Alors que le changement climatique nous fait vivre une déglaciation accélérée, Les nouveaux outils permettent de comprendre la cinématique de la disparition des dernières calottes glaciaires, il y a plusieurs milliers d’années.

Observons l’Amérique du Nord et remontons le temps. Quelque part autour de 20 000 ans en arrière, lors de la dernière phase glaciaire, nous voici au point culminant de l’existence de la calotte glaciaire qui recouvrait une grande partie du continent jusqu’au sud de New York, comme un immense pancake.

Ce qui intéresse l’enseignant-chercheur en géosciences Édouard Ravier, c’est le processus de déglaciation de cette calotte glaciaire. En se retirant, elle a donné aux sols leur relief actuel. « Lors du réchauffement climatique, les calottes glaciaires sont complètement déstabilisées, elles fondent par le dessus et le dessous, s’amincissent, s’écoulent de plus
en plus vite et finissent par localement se disloquer », décrypte-t-il.
L’équipe de recherche s’est donnée pour mission de comprendre ce qui s’est passé sous la glace des calottes, notamment en cartographiant les « reliques », ces dépôts sédimentaires à la morphologie particulière connus sous le terme de bedforms. Grâce à ces indices, les chercheurs peuvent reconstituer la vitesse et la durée d’écoulement du glacier, et même évaluer la quantité d’eau qui circulait à sa base. Pour mener ces recherches, le laboratoire possède un dispositif de modélisation expérimentale : « Nos maquettes utilisent d’autres matériaux que ceux de la nature afin de reconstituer les processus en accéléré. Nous utilisons par exemple de la silicone qui possède certaines caractéristiques de la glace et qui peut fluer beaucoup plus vite. En l’espace de trois heures, nous pouvons modéliser plusieurs centaines ou milliers d’années. »
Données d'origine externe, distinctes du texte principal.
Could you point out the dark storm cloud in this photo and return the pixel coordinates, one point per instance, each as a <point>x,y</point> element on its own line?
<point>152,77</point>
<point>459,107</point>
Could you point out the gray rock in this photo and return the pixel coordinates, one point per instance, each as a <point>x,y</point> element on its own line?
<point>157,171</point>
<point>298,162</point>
Scénariser l’avenir de nos calottes

Comme pour le projet CALEPAB (voir article ci-dessus), les méthodologies ont aussi considérablement évolué au fil des années. « Auparavant, j’allais exclusivement sur le terrain, en exécutant le travail classique d’un géomorphologue et sédimentologue », commente Édouard Ravier. « Progressivement, nous avons développé d’autres outils. »
Les algorithmes d’intelligence artificielle, les modèles 3D de la surface de la Terre et les images satellites ont pris une place de choix, permettant aux chercheurs de travailler désormais à des échelles gigantesques et de traiter d’énormes quantités de données.
Bien entendu, en cette période de réchauffement climatique intense, accélérée et inquiétante, cette plongée dans un passé, finalement pas si lointain, revêt une grande importance pour éclairer l’avenir de nos deux calottes glaciaires actuelles : l’Antarctique et le Groenland.
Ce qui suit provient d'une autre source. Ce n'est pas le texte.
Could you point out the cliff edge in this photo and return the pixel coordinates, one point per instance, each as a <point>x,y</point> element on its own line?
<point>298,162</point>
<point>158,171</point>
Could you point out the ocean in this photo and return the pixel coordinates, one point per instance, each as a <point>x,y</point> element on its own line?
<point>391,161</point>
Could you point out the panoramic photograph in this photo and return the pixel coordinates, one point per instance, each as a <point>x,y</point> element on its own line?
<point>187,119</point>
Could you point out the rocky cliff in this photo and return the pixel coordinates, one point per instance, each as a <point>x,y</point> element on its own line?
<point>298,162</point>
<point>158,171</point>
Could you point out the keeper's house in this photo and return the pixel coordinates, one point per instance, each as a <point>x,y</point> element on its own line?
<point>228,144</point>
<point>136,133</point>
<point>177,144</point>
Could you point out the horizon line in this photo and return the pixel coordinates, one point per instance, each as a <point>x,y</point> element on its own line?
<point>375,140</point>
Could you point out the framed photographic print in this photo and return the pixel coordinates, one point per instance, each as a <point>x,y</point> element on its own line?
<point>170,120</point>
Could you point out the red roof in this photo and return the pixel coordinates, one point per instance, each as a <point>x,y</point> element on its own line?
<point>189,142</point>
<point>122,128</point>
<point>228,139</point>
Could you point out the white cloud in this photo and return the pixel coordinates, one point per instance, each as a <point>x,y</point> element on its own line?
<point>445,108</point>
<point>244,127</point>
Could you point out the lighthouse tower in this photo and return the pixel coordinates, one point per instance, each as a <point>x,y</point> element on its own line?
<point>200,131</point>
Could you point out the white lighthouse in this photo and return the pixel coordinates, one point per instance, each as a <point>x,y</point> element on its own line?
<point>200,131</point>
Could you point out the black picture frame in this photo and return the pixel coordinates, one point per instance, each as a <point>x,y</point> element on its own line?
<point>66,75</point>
« Les conséquences des déstabilisations des calottes sont multiples : relargage massif d’eau douce dans les océans (et donc augmentation du niveau de la mer), production accrue d’icebergs, vidanges brutales de lacs sous-glaciaires, modifications des courants océaniques… », énumère le chercheur. Toutefois, les incertitudes demeurent nombreuses et tous les modèles doivent être comparés et superposés afin de faire surgir les scénarios les plus probables. Au-delà de la rupture méthodologique que représente l’utilisation des nouveaux outils numériques, une autre s’opère, plus subtile et personnelle, dans l’esprit des chercheurs.

Étudier les glaciers ne prête pas à l’optimisme », confie Édouard Ravier. « En voyageant beaucoup, je me disais que je contribuais au phénomène que j’étais en train d’étudier. Les voyages sont aujourd’hui moins nécessaires et tant mieux. Toutefois, les doctorants notamment doivent continuer d’aller sur le terrain, car il existe un décalage parfois fort entre ce que l’on y observe et ce que les nouveaux outils nous montrent.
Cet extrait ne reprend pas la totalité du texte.